Sie verließ mit ihrem neugewonnenen Begleiter das Tabanta Grenzland und raste im Galopp durch die Ebenen. Überflüssigerweise fing es später auch noch an zu regnen, doch das hielt sie nicht auf. Auch wenn der kalte Regen ihr durch das Gesicht peitschte, auch wenn ihre Klamotten an ihrem Körper klebten, sie würde nicht rasten oder das Tempo des Pferdes zügeln. Hatte sie sich einmal was in den Kopf gesetzt, dann setzte sie dies auch in die Tat um!

Unterdessen war Revali in Akkala angekommen und bis zum Labyrinth im Meer geflogen. Und wie Zelda es vermutete, war dort ein Schrein. Wie man diesen allerdings erreichte, wusste er nicht. Aber dies war ja auch nicht Teil seiner Aufgabe.
Was Raisa anbelangte... Ihre Worte nahm er zwar nicht ernst, dennoch hatte er ein komisches Gefühl, als er Akkala erreichte. Wer würde auch keines kriegen, wenn jemand sagte, dass man dort starb. Aber er stand hier, gesund und unverletzt. Sie hatte also wirklich nur fantasiert.
Als sie ihm das erzählte, stand sein Herz für eine Sekunde still. Doch es gab genug Gründe ihren Worten keinen Glauben zu schenken. Und damit hatte er auch recht.

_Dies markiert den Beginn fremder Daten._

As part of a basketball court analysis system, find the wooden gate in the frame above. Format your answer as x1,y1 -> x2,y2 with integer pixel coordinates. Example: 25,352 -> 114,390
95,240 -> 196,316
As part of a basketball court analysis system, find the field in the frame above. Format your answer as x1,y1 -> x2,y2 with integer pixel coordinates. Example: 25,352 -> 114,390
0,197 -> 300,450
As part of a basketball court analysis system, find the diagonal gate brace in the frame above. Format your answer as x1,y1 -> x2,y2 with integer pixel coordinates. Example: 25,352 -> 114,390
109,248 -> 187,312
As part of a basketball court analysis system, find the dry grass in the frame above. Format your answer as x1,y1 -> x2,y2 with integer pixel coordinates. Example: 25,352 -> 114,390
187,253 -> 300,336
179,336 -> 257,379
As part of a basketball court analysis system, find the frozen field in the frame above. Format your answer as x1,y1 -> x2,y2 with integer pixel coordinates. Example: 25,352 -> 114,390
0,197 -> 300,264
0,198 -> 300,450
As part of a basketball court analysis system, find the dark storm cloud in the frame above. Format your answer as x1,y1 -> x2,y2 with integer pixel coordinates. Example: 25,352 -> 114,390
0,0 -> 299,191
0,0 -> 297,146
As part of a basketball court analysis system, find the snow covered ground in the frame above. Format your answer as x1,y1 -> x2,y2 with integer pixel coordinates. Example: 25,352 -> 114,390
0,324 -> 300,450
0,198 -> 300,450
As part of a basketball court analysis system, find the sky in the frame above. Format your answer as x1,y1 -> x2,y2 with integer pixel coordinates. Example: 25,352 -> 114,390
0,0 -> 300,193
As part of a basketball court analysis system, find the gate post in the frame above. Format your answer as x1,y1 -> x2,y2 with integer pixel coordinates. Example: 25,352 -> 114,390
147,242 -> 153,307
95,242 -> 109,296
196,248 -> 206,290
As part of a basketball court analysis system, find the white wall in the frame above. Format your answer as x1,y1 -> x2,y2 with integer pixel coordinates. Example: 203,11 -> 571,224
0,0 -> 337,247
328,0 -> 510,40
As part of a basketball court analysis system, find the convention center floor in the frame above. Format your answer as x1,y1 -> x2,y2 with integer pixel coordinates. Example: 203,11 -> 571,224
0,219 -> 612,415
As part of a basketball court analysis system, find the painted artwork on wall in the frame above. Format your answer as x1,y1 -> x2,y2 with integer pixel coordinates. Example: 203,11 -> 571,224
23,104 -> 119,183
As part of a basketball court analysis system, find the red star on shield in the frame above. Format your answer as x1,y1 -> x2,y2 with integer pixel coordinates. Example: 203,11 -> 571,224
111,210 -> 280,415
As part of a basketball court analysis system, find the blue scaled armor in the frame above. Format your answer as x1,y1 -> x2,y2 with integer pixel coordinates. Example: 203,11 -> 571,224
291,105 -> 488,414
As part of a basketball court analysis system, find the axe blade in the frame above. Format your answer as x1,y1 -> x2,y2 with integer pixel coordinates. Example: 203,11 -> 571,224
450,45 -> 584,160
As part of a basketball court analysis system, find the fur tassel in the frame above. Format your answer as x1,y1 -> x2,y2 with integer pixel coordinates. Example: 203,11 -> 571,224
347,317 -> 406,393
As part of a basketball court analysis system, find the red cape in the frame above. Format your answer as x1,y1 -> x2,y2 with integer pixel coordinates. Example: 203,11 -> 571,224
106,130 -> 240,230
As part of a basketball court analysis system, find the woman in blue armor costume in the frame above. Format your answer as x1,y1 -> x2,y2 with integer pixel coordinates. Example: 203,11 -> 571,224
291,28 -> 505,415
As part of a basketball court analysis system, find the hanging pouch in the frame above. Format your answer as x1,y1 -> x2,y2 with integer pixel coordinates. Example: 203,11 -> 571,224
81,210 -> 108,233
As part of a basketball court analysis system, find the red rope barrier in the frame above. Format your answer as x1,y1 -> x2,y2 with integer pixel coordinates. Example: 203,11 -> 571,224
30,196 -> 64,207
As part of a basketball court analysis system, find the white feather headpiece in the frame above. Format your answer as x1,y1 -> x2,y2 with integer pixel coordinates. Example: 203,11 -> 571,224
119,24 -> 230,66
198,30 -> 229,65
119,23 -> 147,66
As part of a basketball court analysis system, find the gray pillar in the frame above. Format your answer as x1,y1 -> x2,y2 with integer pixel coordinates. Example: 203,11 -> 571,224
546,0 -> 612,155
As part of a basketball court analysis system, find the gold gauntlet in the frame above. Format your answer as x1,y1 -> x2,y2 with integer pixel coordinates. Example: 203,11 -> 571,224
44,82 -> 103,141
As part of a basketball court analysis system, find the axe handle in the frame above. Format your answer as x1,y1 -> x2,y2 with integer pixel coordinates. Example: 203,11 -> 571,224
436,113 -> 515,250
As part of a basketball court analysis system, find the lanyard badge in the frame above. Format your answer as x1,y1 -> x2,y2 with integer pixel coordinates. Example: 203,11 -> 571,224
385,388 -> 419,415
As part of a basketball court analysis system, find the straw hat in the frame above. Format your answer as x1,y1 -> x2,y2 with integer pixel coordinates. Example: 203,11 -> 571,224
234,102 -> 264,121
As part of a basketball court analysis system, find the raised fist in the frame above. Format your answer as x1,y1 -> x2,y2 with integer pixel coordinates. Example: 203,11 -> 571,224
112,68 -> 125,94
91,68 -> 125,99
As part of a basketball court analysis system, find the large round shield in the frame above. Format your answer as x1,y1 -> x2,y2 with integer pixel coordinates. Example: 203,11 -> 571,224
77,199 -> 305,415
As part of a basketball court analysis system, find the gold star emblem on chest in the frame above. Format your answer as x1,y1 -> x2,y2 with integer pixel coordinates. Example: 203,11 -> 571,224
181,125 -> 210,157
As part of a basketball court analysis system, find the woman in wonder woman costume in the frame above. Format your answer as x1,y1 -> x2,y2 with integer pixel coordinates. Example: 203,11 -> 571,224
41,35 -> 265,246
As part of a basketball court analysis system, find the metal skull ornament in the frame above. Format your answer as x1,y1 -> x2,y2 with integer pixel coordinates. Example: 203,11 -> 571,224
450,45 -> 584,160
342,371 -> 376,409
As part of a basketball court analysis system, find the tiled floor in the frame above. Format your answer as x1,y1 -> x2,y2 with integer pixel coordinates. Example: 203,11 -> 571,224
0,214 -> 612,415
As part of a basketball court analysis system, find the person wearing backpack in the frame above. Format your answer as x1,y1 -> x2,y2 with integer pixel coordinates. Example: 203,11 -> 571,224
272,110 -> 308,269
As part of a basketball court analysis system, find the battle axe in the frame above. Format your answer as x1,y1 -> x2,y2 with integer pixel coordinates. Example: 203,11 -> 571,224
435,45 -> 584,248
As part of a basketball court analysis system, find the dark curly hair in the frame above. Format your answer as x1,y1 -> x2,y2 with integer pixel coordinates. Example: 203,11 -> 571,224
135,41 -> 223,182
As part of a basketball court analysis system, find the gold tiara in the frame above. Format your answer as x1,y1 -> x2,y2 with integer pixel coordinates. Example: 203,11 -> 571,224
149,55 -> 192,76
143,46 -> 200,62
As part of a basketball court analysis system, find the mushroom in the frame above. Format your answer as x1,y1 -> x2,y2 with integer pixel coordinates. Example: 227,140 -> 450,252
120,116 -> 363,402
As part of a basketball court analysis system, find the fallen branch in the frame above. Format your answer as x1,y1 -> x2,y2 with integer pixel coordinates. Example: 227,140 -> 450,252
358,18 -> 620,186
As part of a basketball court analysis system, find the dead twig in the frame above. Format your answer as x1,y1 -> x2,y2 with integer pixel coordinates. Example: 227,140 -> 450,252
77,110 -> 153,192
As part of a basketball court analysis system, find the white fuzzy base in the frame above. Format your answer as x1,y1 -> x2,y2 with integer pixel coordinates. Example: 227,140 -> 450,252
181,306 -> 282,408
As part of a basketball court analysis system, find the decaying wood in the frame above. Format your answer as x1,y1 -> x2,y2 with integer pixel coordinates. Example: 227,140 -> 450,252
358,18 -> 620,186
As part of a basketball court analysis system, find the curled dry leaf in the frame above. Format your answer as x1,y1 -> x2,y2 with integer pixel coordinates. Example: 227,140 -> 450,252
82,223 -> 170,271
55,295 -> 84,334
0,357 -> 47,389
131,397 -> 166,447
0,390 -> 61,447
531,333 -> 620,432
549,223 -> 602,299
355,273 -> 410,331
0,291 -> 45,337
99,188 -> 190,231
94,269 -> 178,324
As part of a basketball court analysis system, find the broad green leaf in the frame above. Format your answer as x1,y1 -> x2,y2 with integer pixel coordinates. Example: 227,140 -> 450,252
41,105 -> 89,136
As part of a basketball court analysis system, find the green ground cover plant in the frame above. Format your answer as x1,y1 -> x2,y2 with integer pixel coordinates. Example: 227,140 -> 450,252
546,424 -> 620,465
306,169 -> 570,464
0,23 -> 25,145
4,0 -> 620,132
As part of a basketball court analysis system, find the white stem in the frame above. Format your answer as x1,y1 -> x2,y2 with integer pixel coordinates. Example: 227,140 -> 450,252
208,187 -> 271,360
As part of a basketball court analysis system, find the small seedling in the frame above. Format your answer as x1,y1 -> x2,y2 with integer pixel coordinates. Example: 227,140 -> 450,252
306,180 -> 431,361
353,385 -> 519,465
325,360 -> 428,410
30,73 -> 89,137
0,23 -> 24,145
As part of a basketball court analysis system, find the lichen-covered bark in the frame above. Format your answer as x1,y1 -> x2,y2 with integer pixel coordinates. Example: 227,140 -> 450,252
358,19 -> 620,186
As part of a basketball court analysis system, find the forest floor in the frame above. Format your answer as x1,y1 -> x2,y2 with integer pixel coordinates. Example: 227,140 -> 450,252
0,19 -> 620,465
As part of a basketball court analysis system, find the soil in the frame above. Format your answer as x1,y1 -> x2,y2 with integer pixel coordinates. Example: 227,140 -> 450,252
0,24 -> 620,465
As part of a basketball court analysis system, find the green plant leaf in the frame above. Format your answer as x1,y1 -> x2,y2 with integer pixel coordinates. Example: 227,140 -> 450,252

Nun denn, da er seinen Auftrag erfüllt hatte, konnte er dann ja wieder zurückkehren. Er erhob sich in die Lüfte und ging in seinem Kopf die Route durch. In Hyrule Stadt würde er kurz halten, um Zelda Bescheid zu geben und dann konnte er in seine Heimat zurück. Und darauf freute er sich schon. Es müsste sich bereits herum gesprochen haben, dass er ein Held war. Wenn er dann wieder zurück war, konnte der die Bewunderung der anderen genießen.

Er war in seinen Gedanken, achtete nicht auf seine Umgebung. Erst als etwas an seinem Kopf vorbeizischte, kam er in die Realität zurück und zückte seinen Bogen. Ein Blick nach unten verriet ihm, dass sehr viele Krieger sich aufgestellt hatten. Einige hatten Bögen, die anderen waren mit großen Zweihändern ausgestattet. Diese bereiteten ihm weniger Gedanken. Solange er in der Luft war, konnten sie ihn schließlich nicht erreichen. Somit musste er sich nur um die Bogenschützen kümmern, was für ihn ein Klacks war.

Während er sich eine Strategie überlegte, war ihm eines nur entfallen. Sein Schicksal wurde ihm bereits vorausgesagt und ohne fremde Hilfe, würde dieses auch nicht verändert werden können. Egal wie sehr er sich anstrengte, er würde sein Leben verlieren. Aber Revali, stolz wie er war, sah nur, wie er an seinen Sieg kam.

Die Bogenschützen machten sich bereit. Unzählige Pfeile kamen auf ihn zu.